Изменился город. Стал не такой зеленый, может быть, из-за осени, и грязный какой-то. Все равно – яркий и родной. Люди красивые А девчонок сколько! Во, цветник! Учащенно забилось сердце, заколотилось, натыкаясь на острые иголочки. Перехватило дыхание от прилива радости. Жив! Дома!

Здравствуй, мама! Здравствуй, папа! Наконец-то добрался! Поседели-то как! Морщин прибавилось. Ну, не плачьте, мам, все будет хорошо. Па, ну скажи ты ей!

Уже за первую неделю Борис стал приходить в себя. Отоспался, повидался с друзьями. Говорили, наговориться не могли. Обо всем. Все новости перебрали. Кто из одноклассников куда попал, чем занят. Какие события произошли. Конечно, говорили о войне. Но больше как о службе в армии, чем о том, что было на самом деле. Порассуждали.

– Помнишь, Боря, на классных часах учитель говорил, что не может быть хорошего без плохого, – горячился заводной «философ» Юрка Бабич – третейский судья всех школьных недоразумений. – Не может быть только один цвет. Будет ночь – будет день. Не может быть только одно зло! Обязательно должно быть добро.

Юрка успокаивался, замечая, что собеседники прислушиваются к нему, закуривал и продолжал развивать свою мысль:

– Ранили тебя, Борька, – плохо, конечно, но ведь ты уже дома. Не ранили бы – еще полгода в Афгане, могли бы и убить. Вот и выходит парадокс. Душманская очередь жизнь тебе спасла!

– Черт! А выходит, что так, – соглашался Борис.

На душе было светло и радостно. В приемной комиссии института приняли его документы на подготовительный факультет. Занятия там начинались в декабре. Сейчас только конец октября. Устроился на временную работу в бригаду отца, даже станок токарный его же дали, на котором до армии успел поработать.

Но и еще не поэтому сладко ныло сердце. Получил вчера письмо от Леры, Леры, Валерии. Не срослось, не сложилось у нее с моряком, вот и едет домой, а Борису кажется, что к нему. Но письмо-то прислала. Значит, и к нему тоже.

– Борюшка, сынок, что-то приболела я. Приготовить приготовила, хотела уже и стол накрывать, а масла нет. В магазин хотела пойти, да что-то ноги отказывают. В очереди мне не выстоять, – просительно смотрела мать на сына. Может, ты сходишь? Как себя чувствуешь, сынок?

Очередь была огромная, страшная, серая, хмурая и злобная, как пыльная извилистая дорога в Афганистане. Борис присвистнул. Часа три стоять. За чем очередь? За чем, за чем! За маслом! А вот рядом – люди ждут, когда колбасу привезут. Дальше там, видишь, народ за водку бьется. Борис прикинул, нет, уходить нельзя, место займут.
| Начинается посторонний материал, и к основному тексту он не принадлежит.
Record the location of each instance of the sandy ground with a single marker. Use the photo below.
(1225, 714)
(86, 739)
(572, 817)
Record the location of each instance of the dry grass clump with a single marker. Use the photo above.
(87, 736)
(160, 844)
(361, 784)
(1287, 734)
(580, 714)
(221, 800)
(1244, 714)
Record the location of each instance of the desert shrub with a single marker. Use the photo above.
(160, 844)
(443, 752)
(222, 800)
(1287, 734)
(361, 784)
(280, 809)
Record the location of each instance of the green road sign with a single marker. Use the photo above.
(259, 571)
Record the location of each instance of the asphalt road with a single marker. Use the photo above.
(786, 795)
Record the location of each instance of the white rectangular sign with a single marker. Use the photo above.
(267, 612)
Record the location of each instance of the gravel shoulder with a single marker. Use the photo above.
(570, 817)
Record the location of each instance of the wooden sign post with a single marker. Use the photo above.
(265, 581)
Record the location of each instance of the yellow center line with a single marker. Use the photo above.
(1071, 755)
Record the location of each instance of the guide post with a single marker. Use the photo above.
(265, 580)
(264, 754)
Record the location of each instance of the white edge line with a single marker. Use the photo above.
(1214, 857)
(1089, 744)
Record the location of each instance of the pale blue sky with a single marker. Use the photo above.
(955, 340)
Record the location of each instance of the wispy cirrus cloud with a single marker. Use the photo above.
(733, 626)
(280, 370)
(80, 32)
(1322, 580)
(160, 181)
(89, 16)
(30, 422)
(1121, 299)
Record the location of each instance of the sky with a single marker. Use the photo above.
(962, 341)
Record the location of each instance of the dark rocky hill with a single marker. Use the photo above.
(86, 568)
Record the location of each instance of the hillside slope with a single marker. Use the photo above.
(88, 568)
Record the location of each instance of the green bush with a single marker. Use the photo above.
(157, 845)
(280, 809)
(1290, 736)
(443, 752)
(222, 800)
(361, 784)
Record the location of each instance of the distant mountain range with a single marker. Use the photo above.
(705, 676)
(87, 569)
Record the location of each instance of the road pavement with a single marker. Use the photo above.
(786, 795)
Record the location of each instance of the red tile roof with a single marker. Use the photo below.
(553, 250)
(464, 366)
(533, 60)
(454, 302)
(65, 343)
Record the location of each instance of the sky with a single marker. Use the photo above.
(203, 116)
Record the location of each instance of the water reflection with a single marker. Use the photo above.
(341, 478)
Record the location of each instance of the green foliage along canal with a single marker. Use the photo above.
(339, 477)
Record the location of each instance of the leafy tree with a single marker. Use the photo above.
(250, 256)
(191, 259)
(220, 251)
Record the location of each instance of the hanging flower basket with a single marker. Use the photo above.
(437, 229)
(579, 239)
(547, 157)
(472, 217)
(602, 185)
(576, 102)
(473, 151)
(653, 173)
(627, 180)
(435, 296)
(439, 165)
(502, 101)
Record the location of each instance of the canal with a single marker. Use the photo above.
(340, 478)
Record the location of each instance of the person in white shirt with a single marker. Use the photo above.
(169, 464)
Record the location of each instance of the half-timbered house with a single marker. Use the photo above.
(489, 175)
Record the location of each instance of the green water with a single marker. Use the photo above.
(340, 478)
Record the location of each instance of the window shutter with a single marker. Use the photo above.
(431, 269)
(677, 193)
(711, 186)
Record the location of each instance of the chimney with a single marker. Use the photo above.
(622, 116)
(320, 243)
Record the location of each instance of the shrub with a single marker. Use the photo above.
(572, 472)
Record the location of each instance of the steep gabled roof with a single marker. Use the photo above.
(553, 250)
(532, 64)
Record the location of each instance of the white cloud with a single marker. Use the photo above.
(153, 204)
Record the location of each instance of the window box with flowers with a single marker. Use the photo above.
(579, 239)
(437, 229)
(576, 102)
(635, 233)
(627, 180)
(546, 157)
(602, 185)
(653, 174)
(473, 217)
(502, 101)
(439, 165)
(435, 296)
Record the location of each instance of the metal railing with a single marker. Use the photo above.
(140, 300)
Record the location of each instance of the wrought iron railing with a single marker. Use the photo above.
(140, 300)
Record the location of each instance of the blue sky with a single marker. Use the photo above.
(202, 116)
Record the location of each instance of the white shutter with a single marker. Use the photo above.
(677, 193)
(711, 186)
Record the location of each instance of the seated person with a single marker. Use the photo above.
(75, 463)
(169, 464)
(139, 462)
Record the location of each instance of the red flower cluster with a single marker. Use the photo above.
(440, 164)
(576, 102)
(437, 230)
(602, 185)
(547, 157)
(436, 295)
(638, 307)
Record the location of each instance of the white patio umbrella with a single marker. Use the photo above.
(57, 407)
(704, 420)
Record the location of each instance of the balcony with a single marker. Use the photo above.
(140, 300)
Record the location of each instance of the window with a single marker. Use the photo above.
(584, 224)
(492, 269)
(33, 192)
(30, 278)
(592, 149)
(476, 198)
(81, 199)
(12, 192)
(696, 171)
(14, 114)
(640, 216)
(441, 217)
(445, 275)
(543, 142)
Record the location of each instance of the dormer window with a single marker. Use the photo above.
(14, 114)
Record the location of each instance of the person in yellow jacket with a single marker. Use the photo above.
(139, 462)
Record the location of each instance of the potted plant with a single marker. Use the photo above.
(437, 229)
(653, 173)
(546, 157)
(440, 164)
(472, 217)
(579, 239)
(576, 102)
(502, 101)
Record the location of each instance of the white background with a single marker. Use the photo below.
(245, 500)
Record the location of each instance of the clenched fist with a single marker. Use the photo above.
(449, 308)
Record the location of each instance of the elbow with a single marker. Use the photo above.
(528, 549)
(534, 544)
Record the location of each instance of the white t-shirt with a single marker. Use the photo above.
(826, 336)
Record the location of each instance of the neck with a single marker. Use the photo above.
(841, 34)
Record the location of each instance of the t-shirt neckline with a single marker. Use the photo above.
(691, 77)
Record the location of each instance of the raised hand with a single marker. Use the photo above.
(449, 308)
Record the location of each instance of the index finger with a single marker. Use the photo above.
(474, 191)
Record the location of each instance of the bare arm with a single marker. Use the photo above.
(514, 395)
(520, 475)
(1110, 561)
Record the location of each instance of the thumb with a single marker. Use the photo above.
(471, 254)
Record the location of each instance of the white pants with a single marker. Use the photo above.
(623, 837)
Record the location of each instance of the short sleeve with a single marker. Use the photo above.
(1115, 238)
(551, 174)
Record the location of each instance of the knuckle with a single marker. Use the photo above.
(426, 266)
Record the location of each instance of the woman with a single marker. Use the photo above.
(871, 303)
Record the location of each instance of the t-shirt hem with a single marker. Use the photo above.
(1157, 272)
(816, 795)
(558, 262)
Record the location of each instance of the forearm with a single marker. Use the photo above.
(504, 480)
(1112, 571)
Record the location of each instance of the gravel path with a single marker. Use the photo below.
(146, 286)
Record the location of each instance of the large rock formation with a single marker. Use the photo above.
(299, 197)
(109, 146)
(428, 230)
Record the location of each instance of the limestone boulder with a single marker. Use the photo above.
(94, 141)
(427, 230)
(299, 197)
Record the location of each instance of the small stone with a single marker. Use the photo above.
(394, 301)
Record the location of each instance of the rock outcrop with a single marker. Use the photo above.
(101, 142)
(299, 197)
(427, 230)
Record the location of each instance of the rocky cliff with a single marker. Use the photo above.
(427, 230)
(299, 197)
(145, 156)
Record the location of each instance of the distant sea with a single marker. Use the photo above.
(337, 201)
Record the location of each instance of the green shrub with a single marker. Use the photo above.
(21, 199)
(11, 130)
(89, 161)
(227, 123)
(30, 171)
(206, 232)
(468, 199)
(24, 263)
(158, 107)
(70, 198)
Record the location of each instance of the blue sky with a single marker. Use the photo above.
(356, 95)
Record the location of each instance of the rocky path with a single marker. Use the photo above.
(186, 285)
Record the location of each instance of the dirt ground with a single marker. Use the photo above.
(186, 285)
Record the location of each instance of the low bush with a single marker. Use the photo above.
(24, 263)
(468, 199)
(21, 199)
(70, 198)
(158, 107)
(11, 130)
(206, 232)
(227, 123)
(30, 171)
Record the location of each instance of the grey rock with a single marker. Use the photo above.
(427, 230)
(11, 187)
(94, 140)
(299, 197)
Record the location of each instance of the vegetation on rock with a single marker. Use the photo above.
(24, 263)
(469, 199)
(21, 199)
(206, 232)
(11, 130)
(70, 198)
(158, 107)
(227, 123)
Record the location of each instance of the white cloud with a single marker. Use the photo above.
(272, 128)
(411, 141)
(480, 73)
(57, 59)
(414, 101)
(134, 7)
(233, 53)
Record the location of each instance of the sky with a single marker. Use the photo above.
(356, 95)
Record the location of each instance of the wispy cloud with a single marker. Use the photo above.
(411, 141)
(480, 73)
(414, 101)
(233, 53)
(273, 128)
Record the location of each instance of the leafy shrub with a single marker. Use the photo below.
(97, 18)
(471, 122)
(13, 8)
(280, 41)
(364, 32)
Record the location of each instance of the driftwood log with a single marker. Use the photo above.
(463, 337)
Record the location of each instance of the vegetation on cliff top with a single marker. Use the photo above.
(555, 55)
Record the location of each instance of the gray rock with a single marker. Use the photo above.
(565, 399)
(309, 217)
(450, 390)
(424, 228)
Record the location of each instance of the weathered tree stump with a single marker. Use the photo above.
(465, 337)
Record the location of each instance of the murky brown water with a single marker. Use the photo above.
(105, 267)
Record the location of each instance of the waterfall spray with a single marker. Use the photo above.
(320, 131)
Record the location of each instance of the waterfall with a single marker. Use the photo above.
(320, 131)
Через час ожидания заныли ноги, запекло в боку. Отойти покурить? Только недалеко и ненадолго. Вроде бы уже машину разгружают. Сколько? А черт его знает! Если в пачках, то через полчасика начнут продавать. Если на развес – то через час, а то и поболе. Скажи спасибо, что вообще привезли!

Опять курить? Да что тебе не стоится! Мы уже в возрасте, стоим, а тебя, молодого, ноги не держат. Молодежь такая дохлая пошла! Меньше бы курил. Да. Работать не хотят, шляются по городу. Стой, не дергайся. Мы тут с утра стоим – и ничего. А тут, смотрите, только подошел – и сразу хочет!

Словно искра попала в пороховой погреб. Перекошенные злобой лица, гневные несправедливые слова о молодых. Шел бы работать! На заводах рабочим дают по килограмму масла на месяц. Не нравится, не стой! Ишь, какие! Да все без очереди норовят. Наглые.

Объяснять? Рассказывать о ранении? О том, что от захлестнувшей волны негодования сердце начало пощипывать стальными кусачками? Нет.

Уйти? Глупо. Тем более вот уже и продавать начали. Ох! Очередь сломалась, смялась, скомкалась в единую потно-багровую кучу. Стадо разъяренных зверей без единой капли разума в глазах. С ревом, криками, матом. Ах! Притиснули к самому прилавку. Был последним, стал одним из первых. Но больно как печет в боку, больно как! Ладно, купить – и быстро домой. А, вот в чем дело! Привезли гораздо меньше, чем ожидалось. Хватит немногим, вот остальные и поперли. Обидно, если не достанется. Да и есть тогда что? У продавщицы только в лице и осталось что-то человеческое. Стыдно, но что делать?